Após o 25 de Abril de 1974 confundia-se a direita com a resistência à mudança e a esquerda com a revolução. Mais tarde, fruto dos governos de Thatcher e Reagan, a direita também passou a ser associada à preferência pelo indivíduo enquanto a esquerda privilegiava o colectivo em detrimento do individual. Uma era egoísta, a outra solidária. Foram tempos fáceis, pelo menos para quem saía a ganhar com a qualificação. A sinalização da virtude não é um vício de agora; tem uma longa história.

Sucede que estas qualificações apresentavam uma falha de raciocínio: se a direita de Thatcher e Reagan prezava o indíviduo sobre o colectivo como é que podiam ser contra a mudança? Na verdade, sendo de direita, Thatcher e Reagan defendiam a liberdade económica associada à liberdade política. Acrescentavam que sem liberdade económica não existiria progresso, evolução política e menos ainda social. Ou seja, aqueles dois não podiam ser contra a mudança. Por alguma razão, a grande revolução liberal do século XX foi feita por dois conservadores à frente de dois partidos igualmente conservadores. Mais: tanto um como o outro combateram o comunismo e o socialismo realçando a desumanidade destas duas ideologias. Tanto para Reagan como para Thatcher, o socialismo prezava os números e a tecnocracia em detrimento das pessoas, das comunidades e da vida social. Num artigo publicado no Daily Telegraph em 16 de Maio de 1978, Thatcher chegou a referir que o indíviduo apenas se completava quando ao serviço dos outros e de Deus.

Como diz João Pereira Coutinho, em ‘Conservadorismo’ (D. Quixote, 2014), “Somos todos conservadores”. Todos temos essa ‘disposição’. Pereira Coutinha cita Oakeshott, “essa forma de ser e de agir que levará o conservador a usar e desfrutar aquilo que está disponível em vez de desejar ou procurar outra coisa”. Uma disposição conservadora que se distingue do conservadorismo político ao ponto de “nem sempre coexistirem no mesmo indivíduo”. Na verdade, e continuando com JPC, há pessoas com disposições conservadoras que não se revêem nos partidos conservadores e quem seja progressista e vote em partidos conservadores. É esta possibilidade de existirem vários conservadorismos que permite conservadores que se opõem ao livre comércio ao mesmo tempo que outros que lhe são totalmente favoráveis. Esta é uma diversidade que assenta no reconhecimento (que devia ser óbvio, mas não é para muitos) que as pessoas são todas diferentes entre si e que mudam ao longo das suas vidas.

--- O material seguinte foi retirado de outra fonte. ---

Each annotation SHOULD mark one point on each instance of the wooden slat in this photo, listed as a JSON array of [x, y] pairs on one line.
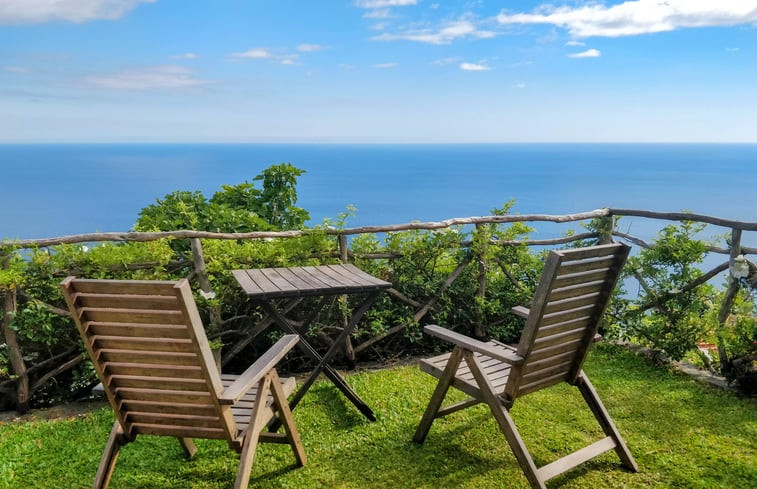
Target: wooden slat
[[576, 290], [586, 265], [147, 370], [127, 301], [560, 338], [580, 322], [527, 388], [149, 357], [163, 395], [142, 344], [582, 277], [145, 287], [568, 315], [576, 458], [554, 306], [589, 252], [178, 431], [279, 281], [137, 329], [147, 406], [148, 316], [189, 420], [149, 382]]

Sem este reconhecimento, sem a aceitação que as pessoas são diferentes entre si e que vivem em sociedade e se organizam ou aderem a associações de variadíssima ordem e com os mais diversos objectivos, a liberdade transforma-se num fim político em si mesmo. Algo imposto pelos auto-intitulados conhecedores da verdade. A luta pela liberdade torna-se na exigência prepotente daqueles que nos querem libertar do que não sabemos que nos prende. O certo é que o Período do Terror francês não nasceu do nada, à semelhança dos regimes sanguinários que marcaram o século XX. Em comum tinham a vontade de libertarem a humanidade de acordo com desígnios que alguns vislumbravam.

Na actualidade, o fenómeno não assume essa gravidade, mas existem sinais que nos deviam deixar de sobreaviso: vejam-se as medidas para a igualdade de género, algumas das quais sem qualquer conhecimento das pessoas a quem se dirigem; a tentativa de proibição dos automóveis circularem aos domingos na Avenida da Liberdade, em Lisboa; o fecho de ruas sem que se ouçam os implicados por essas medidas ou ainda as soluções mais inocentes como a aposta cega nas ciclovias, mesmo que à custa da destruição dos passeios para peões. Neste ponto concreto é interessante como se repete, a favor das bicicletas e das trotinetes, o mesmo erro que favoreceu os automóveis: um total desrespeito pelo peão, por quem anda a pé; por sinal a forma mais ecológica de circular que o ser humano até agora descobriu.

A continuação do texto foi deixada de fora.